PS: I made some other changes: one style fixup (a "{" was not
following our convention), removing "Math." from certain
calls using "include static", and fixing comments that didn't
make sense.
Thank you,
Denis.
----- Original Message -----
For parallel quads, is there a relationship between any of the
following
points that could be exploited?
original control point
left_curve and right_curve control points
center point on the original (and rt and lt) curve
perpendicular of center point on the curve(s)

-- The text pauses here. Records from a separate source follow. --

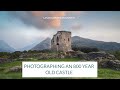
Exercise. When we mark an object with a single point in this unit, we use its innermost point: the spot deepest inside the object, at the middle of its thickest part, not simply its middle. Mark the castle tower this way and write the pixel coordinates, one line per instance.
(61, 41)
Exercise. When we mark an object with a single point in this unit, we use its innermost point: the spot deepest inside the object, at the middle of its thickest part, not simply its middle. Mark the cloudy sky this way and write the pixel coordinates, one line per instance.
(22, 28)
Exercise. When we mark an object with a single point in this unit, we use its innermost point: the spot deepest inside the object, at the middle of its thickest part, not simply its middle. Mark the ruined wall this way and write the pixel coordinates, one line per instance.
(61, 41)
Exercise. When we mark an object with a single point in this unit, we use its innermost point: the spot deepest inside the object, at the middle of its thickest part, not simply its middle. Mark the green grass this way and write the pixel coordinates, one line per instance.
(108, 74)
(102, 73)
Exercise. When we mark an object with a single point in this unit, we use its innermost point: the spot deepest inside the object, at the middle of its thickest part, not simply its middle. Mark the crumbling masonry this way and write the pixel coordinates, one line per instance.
(61, 41)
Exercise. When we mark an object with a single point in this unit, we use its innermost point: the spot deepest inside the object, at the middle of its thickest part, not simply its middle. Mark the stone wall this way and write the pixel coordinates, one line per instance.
(61, 41)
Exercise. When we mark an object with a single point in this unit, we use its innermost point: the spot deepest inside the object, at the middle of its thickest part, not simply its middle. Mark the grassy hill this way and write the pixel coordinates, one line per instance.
(5, 74)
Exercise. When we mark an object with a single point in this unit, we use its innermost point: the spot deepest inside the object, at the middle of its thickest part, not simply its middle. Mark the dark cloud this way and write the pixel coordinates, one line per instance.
(35, 18)
(76, 27)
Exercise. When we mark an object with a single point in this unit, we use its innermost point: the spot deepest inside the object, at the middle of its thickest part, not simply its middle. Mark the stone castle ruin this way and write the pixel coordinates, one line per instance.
(61, 41)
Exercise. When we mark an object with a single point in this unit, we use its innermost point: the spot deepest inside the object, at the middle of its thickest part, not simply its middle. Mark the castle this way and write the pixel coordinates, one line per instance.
(61, 41)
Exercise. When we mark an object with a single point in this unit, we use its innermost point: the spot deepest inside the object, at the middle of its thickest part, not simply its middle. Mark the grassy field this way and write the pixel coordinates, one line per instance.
(102, 73)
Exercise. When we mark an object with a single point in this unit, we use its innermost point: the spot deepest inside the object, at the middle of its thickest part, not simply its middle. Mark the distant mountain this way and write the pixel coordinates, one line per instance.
(28, 47)
(45, 44)
(84, 42)
(4, 47)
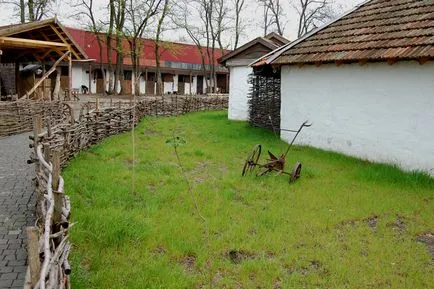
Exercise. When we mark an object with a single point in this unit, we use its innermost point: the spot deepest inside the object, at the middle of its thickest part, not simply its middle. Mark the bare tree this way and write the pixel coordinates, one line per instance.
(33, 9)
(139, 14)
(239, 27)
(184, 11)
(312, 14)
(38, 9)
(273, 16)
(158, 44)
(87, 10)
(117, 10)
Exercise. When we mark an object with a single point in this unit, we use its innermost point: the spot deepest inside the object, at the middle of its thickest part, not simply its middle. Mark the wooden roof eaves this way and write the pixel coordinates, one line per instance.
(258, 40)
(70, 38)
(25, 27)
(52, 22)
(273, 55)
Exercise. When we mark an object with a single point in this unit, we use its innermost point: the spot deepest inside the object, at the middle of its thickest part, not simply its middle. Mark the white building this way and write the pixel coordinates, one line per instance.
(238, 62)
(366, 82)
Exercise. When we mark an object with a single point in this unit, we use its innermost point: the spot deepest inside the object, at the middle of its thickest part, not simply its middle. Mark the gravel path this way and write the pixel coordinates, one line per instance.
(17, 208)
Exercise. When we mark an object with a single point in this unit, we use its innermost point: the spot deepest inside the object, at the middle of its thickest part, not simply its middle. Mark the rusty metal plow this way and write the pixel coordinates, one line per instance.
(274, 163)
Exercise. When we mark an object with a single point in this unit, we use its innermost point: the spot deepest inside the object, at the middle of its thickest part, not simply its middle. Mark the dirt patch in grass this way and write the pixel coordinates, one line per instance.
(148, 131)
(371, 221)
(188, 262)
(159, 251)
(399, 224)
(311, 267)
(238, 256)
(428, 239)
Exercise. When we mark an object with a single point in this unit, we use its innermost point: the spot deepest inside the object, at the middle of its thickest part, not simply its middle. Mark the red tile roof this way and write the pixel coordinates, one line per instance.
(378, 30)
(170, 51)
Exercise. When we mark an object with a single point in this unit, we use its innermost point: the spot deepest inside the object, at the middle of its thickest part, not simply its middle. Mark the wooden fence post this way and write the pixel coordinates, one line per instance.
(33, 254)
(58, 197)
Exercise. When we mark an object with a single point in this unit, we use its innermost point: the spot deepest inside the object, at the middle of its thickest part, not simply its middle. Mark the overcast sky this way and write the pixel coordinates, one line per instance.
(252, 16)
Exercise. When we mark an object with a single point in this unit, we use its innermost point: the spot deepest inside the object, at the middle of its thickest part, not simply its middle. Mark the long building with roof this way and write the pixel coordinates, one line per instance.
(180, 64)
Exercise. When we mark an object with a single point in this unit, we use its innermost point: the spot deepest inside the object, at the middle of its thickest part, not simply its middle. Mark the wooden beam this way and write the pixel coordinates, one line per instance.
(363, 62)
(64, 40)
(52, 69)
(423, 60)
(300, 65)
(29, 43)
(391, 61)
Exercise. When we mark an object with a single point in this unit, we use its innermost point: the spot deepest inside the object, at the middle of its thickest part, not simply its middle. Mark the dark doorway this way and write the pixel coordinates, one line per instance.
(199, 84)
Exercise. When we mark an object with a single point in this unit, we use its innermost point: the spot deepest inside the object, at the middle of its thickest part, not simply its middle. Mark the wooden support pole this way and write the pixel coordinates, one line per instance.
(90, 77)
(33, 254)
(44, 84)
(58, 196)
(45, 76)
(56, 92)
(70, 76)
(191, 81)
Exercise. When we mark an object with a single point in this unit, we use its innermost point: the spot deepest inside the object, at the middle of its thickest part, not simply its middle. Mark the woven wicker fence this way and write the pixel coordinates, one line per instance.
(264, 101)
(54, 146)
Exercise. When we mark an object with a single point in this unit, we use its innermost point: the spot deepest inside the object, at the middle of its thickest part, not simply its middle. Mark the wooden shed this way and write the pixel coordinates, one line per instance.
(40, 43)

center of line between endpoints
Regards,
Denis.
----- Original Message -----
Here's an odd thought.
I'm just basing this on a "gut feel" of how quad curves behave, not
on
any mathematical intuition, though. It also makes sense given that
you
are computing the intersection of parallel versions of the lines.
I'm
guessing that the intersections of all parallel lines equidistant
from
the original pair form a line themselves and that line might be
related
to other points we have access to.
But, it might be some food for thought on how to make parallel quads
go
a lot faster...
...jim
On 4/15/2011 2:20 PM, Jim Graham wrote:
Hi Denis,
The strategy I took to work around this was to simply check for a
zero
denominator in the Miter method and return the average of the
endpoints
instead of the intersection points. That makes a straight line via
a
quad that has colinear points, but it greatly simplifies the
impact
of
the fix.
To be safe (performance-wise), I made a separate copy of the
method
called "safecomputeMiter()" and put the test only in that copy
(which is
only used from the quad function) until I have time to do some
more
exhaustive performance tests. To be honest, though, I don't
imagine
that
single test could affect performance (given that "den" is already
computed as the difference of two values, the subtract operation
already
sets condition codes so it is simply a matter of how fast the
processor
can take the branch or not, and this is likely a case where branch
prediction would pay off a lot...)
...jim
On 4/15/2011 10:38 AM, Denis Lila wrote:
Hi.
Jim Graham pointed out this bug to me.
A fix is here:
http://icedtea.classpath.org/~dlila/webrevs/7036754/webrev/
It just checks for inf/nan and just emits a line joining
the endpoints in that case.
The stroking is no longer symmetric with respect to right
and left polynomial degrees. This is a bit more general.
I have a question:
The "curve is a straight line" check I use is this:
737 float dotsq = (dx1 * dx3 + dy1 * dy3);
738 dotsq = dotsq * dotsq;
739 float l1sq = dx1 * dx1 + dy1 * dy1, l3sq = dx3 * dx3 + dy3 *
dy3;
740 if (Helpers.within(dotsq, l1sq * l3sq, 4 * Math.ulp(dotsq)))
{
However, this isn't making much sense mathematically
right now. I would like to avoid redoing the math
so if someone can quickly confirm/deny that it works
that would be nice.
Thank you,
Denis.